# Bilder übereinander



## Novastream (10. Februar 2004)

Hallo Leutz

Ich brauch mal eure Hilfe. Ich bin grad dabei meiner Homepage nen neues Layout zu verpassen. Ich bin jetzt schon gut vorangekommen.
Jetzt steh ich aber vor einem Problem.
Ich wollt bei meiner Gallery eine kleine Bildvorschau machen. Das sollte folgendermaßen ablaufen:
Ich geh auf den Namen des Bildes und dann sollte rechts (in dem dafür vorbereiteten Feld) das Bild als kleine Vorschau erscheinen. Ich weiß das ich dafür ein Verhalten anlegen muss. Ich weiss auch das ich die Bilder als HIDDEN vorbereiten muss. Ich kannte es bisher so das ich dafür ne neue Ebene mit einer Tabelle angelegt habe dort das Bild reingepackt habe und das ganze dann als HIDDEN ausgegeben habe. Das Problem is jetzt nur das ich meine gesamte seite zentriert angelegt habe und das halt auch so bleiben sollten. Wenn ich nun dies mache is ja klar das die neue Ebene dann nicht zentriet ist sonder an der stelle ist wo ich die neue ebene angelegt habe. d.h. also das ich bei jeder  auflösung die Vorschau woanders habe.
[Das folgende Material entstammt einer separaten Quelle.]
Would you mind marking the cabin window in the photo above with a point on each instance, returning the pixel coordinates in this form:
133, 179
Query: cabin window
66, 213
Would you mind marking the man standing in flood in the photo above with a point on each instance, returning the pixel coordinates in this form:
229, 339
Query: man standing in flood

Ich wollte aber das es halt in diesem Bereich den ich angelegt habe bleibt. bei jeder auflösung. Es wär ja kein problem wenn es sich nur um ein bild handeln würde. Ich hab aber mehrere Bilder.  Also müssten demnach mehrere Bilder übereinanderliegen. Und da is mein Problem.
Wie bekomme ich nun mehrere Bilder in HIDDEN übereinander die halt immer in dem Vorschaubereich sind?

Ich benutze Dreamweaver MX für die Erstellung meiner HP.

Ich hoffe mir kann einer von euch helfen. Ich wär echt Dankbar.


----------



## Sven Mintel (11. Februar 2004)

Du brauchst eigentlich nur ein Bild in die Seite tun... am besten von vornherein ein transparentes GIF.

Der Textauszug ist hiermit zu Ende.